Young people will take centre stage at the North Atlantic Fiddle Convention 2018 which takes place this week
Young people will take centre stage at the North Atlantic Fiddle Convention 2018 which takes place this week

Fiddlers gather for a celebration in Aberdeen

Scottish fiddlers will be taking a bow at the North Atlantic Fiddle Convention.

Young musicians are taking centre stage at the event, being held in north-east Scotland. Taking place during Scotland’s Year of Young People 2018, it is in tune to deliver its biggest ever youth programme.

Starting yesterday, from traditional fiddle classes to a family-friendly ceilidh lesson, the convention is going all out to put young people centre stage in enjoying a musical form that has been part of the fabric of Scotland, and many other nations, for centuries.

The convention features the first ever international fiddle camp which will see 60 young musicians from Scotland, the Netherlands, Spain, Lithuania and Ireland come together to participate in workshops, sessions and other activities.

The culmination of their collective efforts will be seen in the gala concert at His Majesty’s Theatre, Aberdeen, on Saturday evening when they will perform a new piece by celebrated Scottish fiddler and composer Patsy Reid, inspired by traditions represented at NAFCo 2018. They will also join in the NAFCo final stramash on Sunday at The Lemon Tree.
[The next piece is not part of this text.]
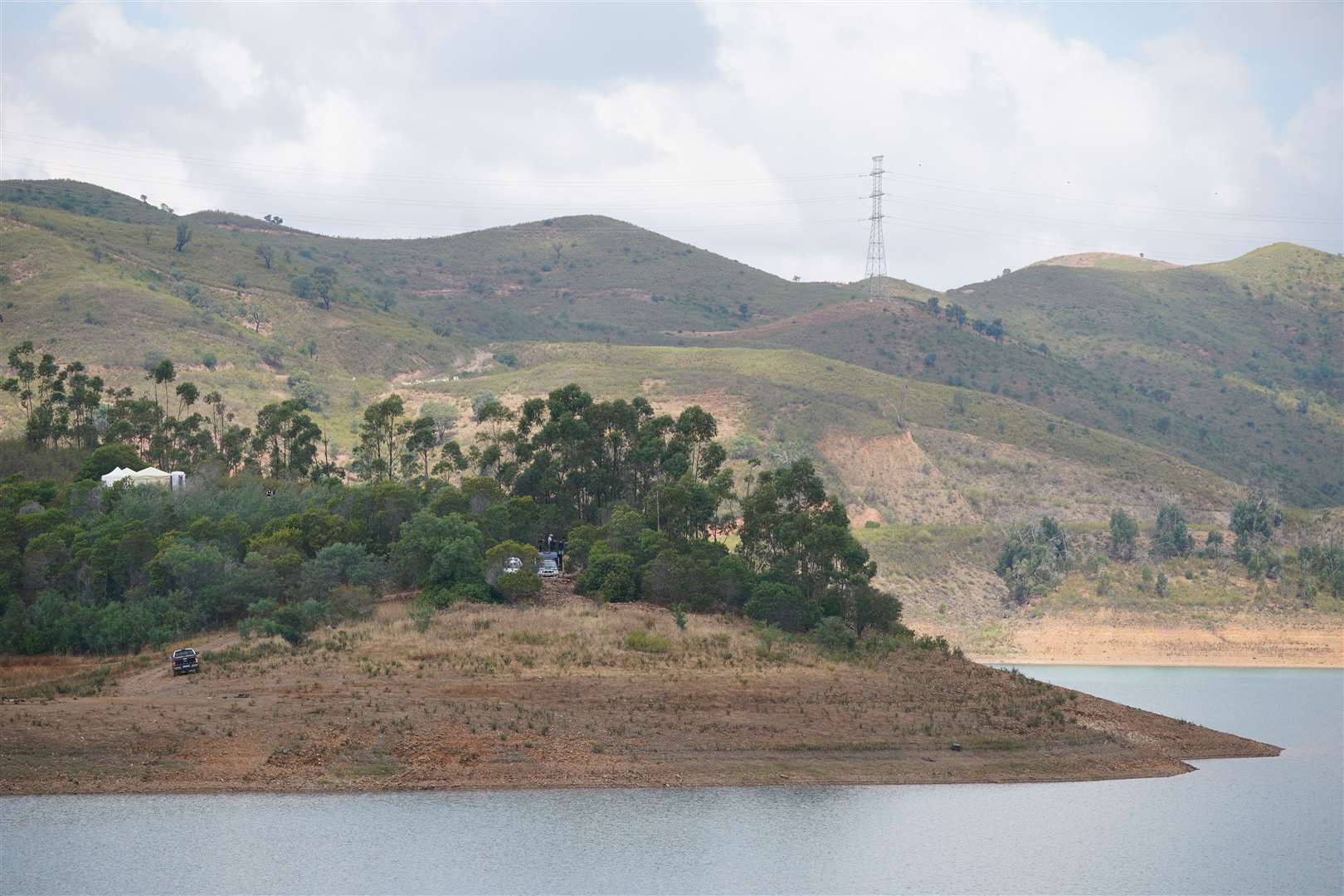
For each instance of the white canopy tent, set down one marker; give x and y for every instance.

Aberdeen’s Traditional Music and Song Association has sponsored a young musicians’ concert on Saturday lunchtime at the Lemon Tree, when some of their recent competition winners will perform alongside NAFCo’s young musicians.

Young people will be part of ‘Random Acts of Violins’ – a so-called busking trail that will see the streets of Aberdeen’s city centre come alive with the sound of music. On Saturday afternoon, there will be pop-up performances outside the Bon Accord Centre (2pm); the Gordon Highlanders statue in the Castlegate (2.30pm); the area in front of St Nicholas Centre (3pm) and Union Terrace Gardens (3.30pm).

There are two free events tailor made for families. A ‘Music for 0-6 Year Olds’ workshop takes place on Saturday at St Margaret’s Church Hall in the Gallowgate from 11am. On Sunday, the same venue will host a family ceilidh dance from 2.30-4.30pm, an introductory workshop to learn the moves for summer weddings and parties.

Young people will take centre stage at the North Atlantic Fiddle Convention 2018 which takes place this week

NAFCo’s increased focus on young talent, with many notable firsts, offers young people from a range of backgrounds and cultures from different parts of the world an opportunity to enhance their creative development, foster skills for life, build confidence and make new friends through music making.

It complements a packed programme that includes an academic conference, interactive workshops, concerts, interviews, public lectures and live-music sessions in pubs.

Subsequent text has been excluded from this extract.